Somerset Street West begins at the Queen Elizabeth Driveway in the east and continues west to Wellington Street West where it ends at Somerset Square. Somerset Street West houses the backbone of Ottawa's Chinatown, between Bay Street in the east to Preston Street in the west, which is the centre of Ottawa's Little Italy. The area of the street between Bank and O'Connor is known as Somerset Village.

The section west of Booth street was formerly known as Cedar Street, and the section between Booth and Bell streets was formerly Reserve Street.

The Ottawa Electric Railway ran along Somerset Street West between Bank Street going west towards Britannia Park.
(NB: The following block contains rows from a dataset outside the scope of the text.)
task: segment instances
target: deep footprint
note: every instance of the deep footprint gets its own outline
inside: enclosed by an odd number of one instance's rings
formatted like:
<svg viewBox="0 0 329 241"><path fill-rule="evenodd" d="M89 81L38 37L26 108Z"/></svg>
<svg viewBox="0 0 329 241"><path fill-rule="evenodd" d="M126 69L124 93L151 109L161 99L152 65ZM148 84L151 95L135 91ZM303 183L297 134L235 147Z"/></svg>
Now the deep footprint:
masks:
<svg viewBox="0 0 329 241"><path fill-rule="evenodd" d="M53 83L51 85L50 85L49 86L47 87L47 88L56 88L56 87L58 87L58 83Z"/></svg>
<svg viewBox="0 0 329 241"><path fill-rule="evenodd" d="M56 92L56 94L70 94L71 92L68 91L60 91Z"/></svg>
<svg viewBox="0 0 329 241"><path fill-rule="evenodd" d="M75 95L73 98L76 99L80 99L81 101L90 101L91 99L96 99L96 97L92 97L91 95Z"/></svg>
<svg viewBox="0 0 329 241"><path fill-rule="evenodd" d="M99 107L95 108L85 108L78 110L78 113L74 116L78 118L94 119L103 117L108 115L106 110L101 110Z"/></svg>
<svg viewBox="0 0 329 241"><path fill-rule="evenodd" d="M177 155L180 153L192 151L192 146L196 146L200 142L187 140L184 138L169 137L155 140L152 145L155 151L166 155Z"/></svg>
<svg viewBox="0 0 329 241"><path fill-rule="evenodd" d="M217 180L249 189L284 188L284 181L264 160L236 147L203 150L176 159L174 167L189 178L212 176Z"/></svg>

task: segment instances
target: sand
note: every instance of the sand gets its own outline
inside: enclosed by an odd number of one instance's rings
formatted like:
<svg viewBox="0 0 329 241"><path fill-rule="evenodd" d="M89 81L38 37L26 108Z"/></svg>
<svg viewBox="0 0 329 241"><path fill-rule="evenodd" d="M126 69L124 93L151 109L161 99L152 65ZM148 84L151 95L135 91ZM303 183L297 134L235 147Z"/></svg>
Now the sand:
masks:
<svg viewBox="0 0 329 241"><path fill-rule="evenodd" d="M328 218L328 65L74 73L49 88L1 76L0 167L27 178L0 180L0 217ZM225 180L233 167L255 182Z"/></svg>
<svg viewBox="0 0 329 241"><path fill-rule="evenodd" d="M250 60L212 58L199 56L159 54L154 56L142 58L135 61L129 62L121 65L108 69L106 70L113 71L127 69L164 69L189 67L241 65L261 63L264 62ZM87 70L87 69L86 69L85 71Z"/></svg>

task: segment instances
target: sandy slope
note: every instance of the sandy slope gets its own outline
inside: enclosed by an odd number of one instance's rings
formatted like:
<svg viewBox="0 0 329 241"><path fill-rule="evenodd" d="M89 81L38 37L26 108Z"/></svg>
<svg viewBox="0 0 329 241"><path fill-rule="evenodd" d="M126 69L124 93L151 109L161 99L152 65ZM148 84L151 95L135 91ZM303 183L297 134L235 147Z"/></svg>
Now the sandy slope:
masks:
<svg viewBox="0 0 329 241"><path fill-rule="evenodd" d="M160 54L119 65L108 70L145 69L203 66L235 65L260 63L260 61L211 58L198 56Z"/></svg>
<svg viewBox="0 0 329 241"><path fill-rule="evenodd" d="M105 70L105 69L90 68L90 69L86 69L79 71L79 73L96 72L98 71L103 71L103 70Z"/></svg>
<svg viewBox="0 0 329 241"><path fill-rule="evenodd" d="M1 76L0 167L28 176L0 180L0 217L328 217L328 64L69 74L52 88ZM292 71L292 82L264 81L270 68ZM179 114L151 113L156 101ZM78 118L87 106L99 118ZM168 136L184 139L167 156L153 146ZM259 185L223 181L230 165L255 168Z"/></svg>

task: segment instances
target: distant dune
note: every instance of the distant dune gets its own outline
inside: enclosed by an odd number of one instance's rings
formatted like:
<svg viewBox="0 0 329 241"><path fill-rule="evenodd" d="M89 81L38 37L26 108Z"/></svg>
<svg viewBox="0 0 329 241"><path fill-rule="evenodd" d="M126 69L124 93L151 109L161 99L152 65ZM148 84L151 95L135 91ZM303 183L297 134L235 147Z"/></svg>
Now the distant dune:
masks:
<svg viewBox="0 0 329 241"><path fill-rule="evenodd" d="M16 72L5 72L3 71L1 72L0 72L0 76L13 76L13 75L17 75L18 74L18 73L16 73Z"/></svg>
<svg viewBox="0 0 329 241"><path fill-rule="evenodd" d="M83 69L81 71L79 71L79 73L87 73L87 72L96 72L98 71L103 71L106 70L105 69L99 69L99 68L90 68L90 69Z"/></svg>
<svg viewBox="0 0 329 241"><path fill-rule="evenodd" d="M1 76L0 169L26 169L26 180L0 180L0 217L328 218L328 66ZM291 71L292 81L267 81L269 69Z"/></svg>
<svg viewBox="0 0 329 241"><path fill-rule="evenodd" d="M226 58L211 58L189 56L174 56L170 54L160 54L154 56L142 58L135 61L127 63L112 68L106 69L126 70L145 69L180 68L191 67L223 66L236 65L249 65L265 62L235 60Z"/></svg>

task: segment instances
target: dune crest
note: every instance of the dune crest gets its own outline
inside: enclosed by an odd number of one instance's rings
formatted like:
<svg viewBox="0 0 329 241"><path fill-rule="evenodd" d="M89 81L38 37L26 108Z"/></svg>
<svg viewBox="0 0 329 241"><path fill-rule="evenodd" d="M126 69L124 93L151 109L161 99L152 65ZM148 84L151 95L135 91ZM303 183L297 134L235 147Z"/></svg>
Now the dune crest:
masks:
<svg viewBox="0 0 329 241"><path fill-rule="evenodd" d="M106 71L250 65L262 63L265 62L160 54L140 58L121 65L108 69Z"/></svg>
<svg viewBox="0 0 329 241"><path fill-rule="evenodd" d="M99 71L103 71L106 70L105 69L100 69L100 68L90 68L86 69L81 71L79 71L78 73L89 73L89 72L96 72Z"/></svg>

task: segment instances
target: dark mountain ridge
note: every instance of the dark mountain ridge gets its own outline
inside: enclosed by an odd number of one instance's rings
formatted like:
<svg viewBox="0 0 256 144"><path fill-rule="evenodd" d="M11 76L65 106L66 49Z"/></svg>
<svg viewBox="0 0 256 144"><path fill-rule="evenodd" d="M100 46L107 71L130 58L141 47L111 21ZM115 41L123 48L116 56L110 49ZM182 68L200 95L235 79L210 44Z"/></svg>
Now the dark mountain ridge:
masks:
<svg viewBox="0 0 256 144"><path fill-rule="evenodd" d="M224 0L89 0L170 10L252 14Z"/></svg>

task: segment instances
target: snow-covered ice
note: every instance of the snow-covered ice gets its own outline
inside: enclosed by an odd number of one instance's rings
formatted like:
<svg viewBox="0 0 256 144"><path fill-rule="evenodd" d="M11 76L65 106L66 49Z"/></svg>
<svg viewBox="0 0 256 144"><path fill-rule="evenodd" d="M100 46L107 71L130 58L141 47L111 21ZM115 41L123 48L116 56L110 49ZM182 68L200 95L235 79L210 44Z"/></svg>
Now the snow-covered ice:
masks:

331 Somerset Street, a former home of Canadian Prime Minister William Lyon Mackenzie King from 1901 to 1910 during his time as Minister of Labour, is designated as an Ottawa heritage property.

==In between==
In the 1870s, as the area was developed, a bridge was proposed linking the two Somerset Streets over the Rideau Canal. However, this bridge never came into existence. Today, on the east side of the canal, there is a pedestrian link from the multi-use pathway that runs alongside the canal, across Colonel By Drive, and under Nicholas Street and the transitway, onto the University of Ottawa campus. The street continues through the campus as Marie Curie Private, with traffic restricted to bicycles in the westbound direction.

The Corktown Footbridge connects the two sides, but is restricted to non-motorized traffic. The bridge opened to the public on September 21, 2006.